A new study from Climate Central has revealed that although the continental U.S. has warmed by about 1.3°F over the past 100 years, the temperature rise is not the same everywhere. Some states are getting warmer than others due to natural variability and air pollution. According to the research, Arizona, Minnesota and Wisconsin are among the fastest-warming states in the country since 1970.
Photo by Az Jade
By conducting a state-by-state analysis of warming over the past 100 years, Climate Central has been able to show where in the US it has warmed the most and where it warmed the least. The study also discovered that the pace of warming in all states accelerated dramatically in the 1970s, the decade when greenhouse gases began to overwhelm other natural and human influences on the global and national climate.
Between 1912 and 2011, the top 10 fastest warming states warmed 60 times faster than the 10 slowest warming states.
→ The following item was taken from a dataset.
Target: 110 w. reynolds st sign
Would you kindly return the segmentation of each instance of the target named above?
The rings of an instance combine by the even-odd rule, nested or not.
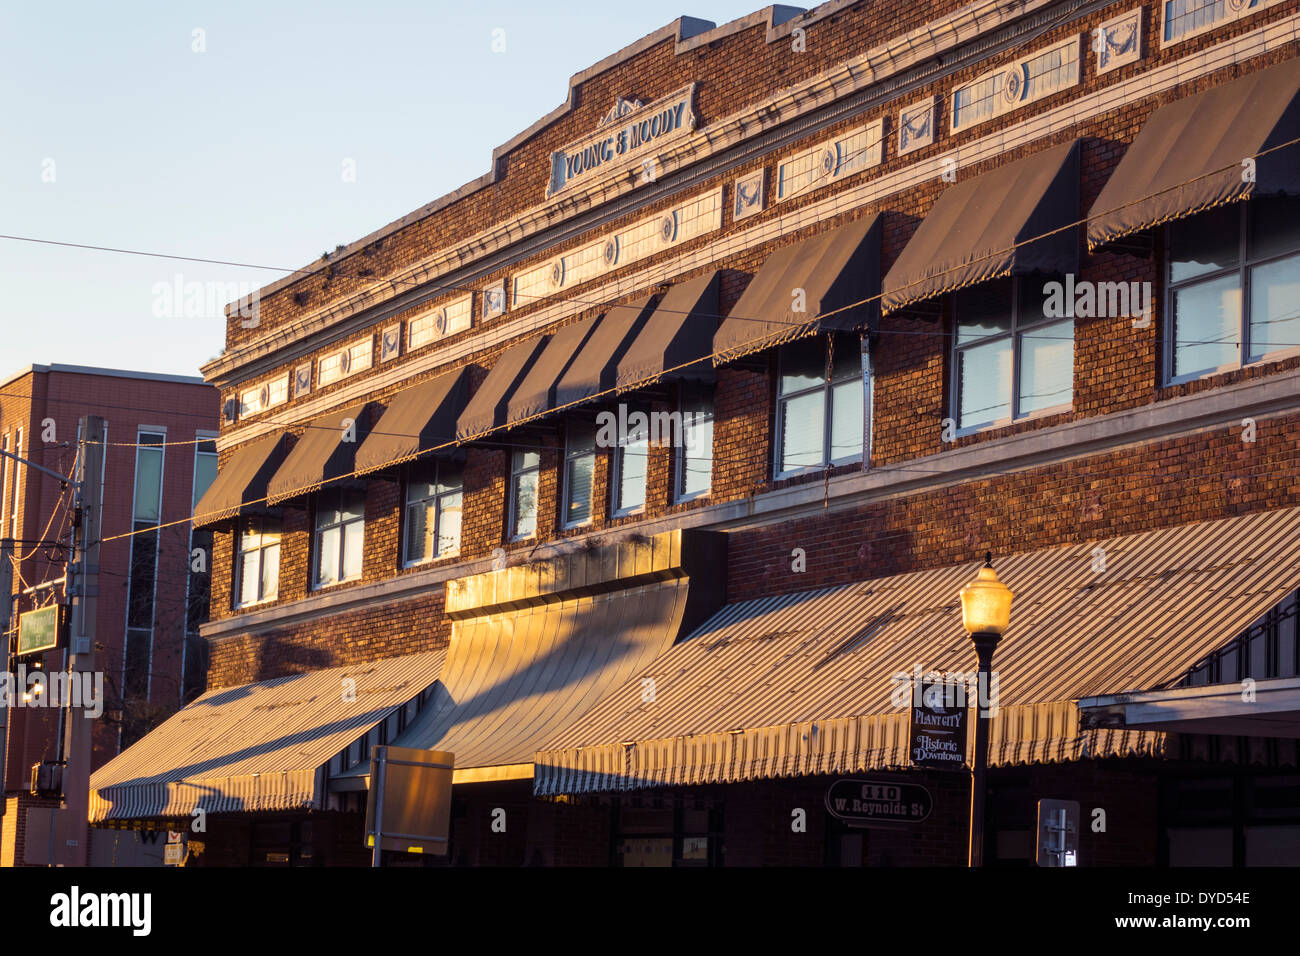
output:
[[[648,147],[694,129],[694,98],[694,83],[653,103],[620,98],[601,120],[595,136],[551,153],[547,198],[616,160],[647,153]]]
Led by Arizona, the fastest warming state, the top 10 was rounded out by other states in the Southwest and upper Midwest. They include Michigan, Minnesota, Wisconsin, Vermont, New Mexico, Utah, Maine, Texas and Massachusetts.
In a statement, report author Claudia Tebaldi, senior scientist at Climate Central said: “The Southwest and North Central and Northeastern states are clearly warming faster than the rest of the country. As warming continues, future droughts could be hotter and more severe, seasons will be altered, and the risk of wildfires will increase significantly, making summers like 2011 increasingly common.”
The study also showed that some states haven’t warmed at all. Alabama, Arkansas and Georgia didn’t warm at all over the past 100 years. The states that have warmed the least include Southeast states, like Florida, Alabama, Georgia and South Carolina, along with parts of the central Midwest, like Iowa and Nebraska.